When I was little, I had what my parents would call an ‘overactive imagination’ or just an extremely vivid imagination.
It was the kind of imagination that made it hard to get to sleep for a period of time because I had recurring nightmares, often based on the TV series I watched or stories I read. My Mum told me that I had a psychologist for a little while, to help me and my parents develop strategies to manage my fears, though I can’t remember having had one.
One afternoon, I was bored and decided I wanted to write a stack of letters and post them up and down the street to the neighbours. Let me explain – I lived on a hill, with a mix of houses – most of them Victorian and Edwardian. At the time, I had come out of a spate of nightmares, yet still sensitive to any disturbing stimuli.
I’m not sure why I decided that was the day I wanted to do this – perhaps it was the holidays, or a school break, or a weekend. My parents encouraged my sister and I to be creative, and sometimes we spent time just drawing or finger painting in the garden.
But this was a random decision I made, to post letters through the doors of neighbours. It wasn’t as if the neighbours were particularly friendly – I didn’t live in a street that encouraged a lot of interaction with each other, and we only knew the neighbours well on each side of our house.
So, I left, letters in tow, my heart pattering each time I walked up a neighbours path to post my letters (let’s be honest, they were just drawings and maybe some odd words here and there), and ran back each time to the pavement.
The fourth or fifth door I approached had always scared me a little. Maybe subconsciously, it was something I wanted or needed to do to face the demons in my nightmares.
You see, I had these dreams that weirdly blended the monsters from the TV series and films I watched the most often – the BBC Lion, the Witch, and the Wardrobe, which had these terrifying wolf-people that the White Witch used as her minions, and from The Neverending Story, the wolfish servant of the Nothing, with its blood stained muzzle, which terrified me the most.
It was also the scene with Aslan’s death that upset me, as it should, probably, but there was something deeply unsettling about the depiction of it in the BBC version. I loved animals, I empathised deeply with them, and it was the sight of a beautiful creature being tortured that must have traumatised me in some way.
I was scared of wardrobes for the longest time, especially the one at our Granny’s bungalow, which was built in and deep, and smelled musty like old cupboards sometimes do.

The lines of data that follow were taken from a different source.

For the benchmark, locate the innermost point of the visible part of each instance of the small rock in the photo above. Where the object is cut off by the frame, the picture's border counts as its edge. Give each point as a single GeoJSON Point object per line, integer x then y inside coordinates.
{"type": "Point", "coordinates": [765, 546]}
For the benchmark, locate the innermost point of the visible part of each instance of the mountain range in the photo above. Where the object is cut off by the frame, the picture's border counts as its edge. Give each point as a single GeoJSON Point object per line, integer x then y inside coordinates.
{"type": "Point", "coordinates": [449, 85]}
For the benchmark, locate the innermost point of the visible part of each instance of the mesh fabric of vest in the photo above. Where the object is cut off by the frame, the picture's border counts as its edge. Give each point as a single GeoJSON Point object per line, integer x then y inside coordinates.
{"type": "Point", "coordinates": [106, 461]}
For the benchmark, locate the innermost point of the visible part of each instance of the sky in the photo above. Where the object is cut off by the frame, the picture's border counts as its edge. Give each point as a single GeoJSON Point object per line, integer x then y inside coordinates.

On the door of this neighbour, there was a door knocker that was shaped like the face of a lion. Quite innocuous, really, and though I was fearful and my heart definitely racing, I made my way up to the door ready to post and bolt.

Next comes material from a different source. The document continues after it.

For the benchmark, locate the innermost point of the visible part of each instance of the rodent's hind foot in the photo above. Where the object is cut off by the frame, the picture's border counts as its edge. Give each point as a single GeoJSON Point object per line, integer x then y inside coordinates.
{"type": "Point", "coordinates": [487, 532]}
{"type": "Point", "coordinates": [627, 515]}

It was as I stepped closer to the door that a loud, horrible noise started up – a growling bark – and I screamed, running all the way back home.
Of course I didn’t post the letter and I’m sure the neighbour must have opened the door to find nobody there, but at the time I was absolutely petrified.
I did have nightmares for weeks, about door knockers morphing into growling, spitting faces. And I never posted letters down the street like that again, at least not without one of my parents!
I also realised I’ve posted about this before, after writing this! I wrote about nightmares here, in a post from 2012. In fact I realised I’ve mentioned this a few times on the blog – bound to happen when I’ve been writing here since 2007!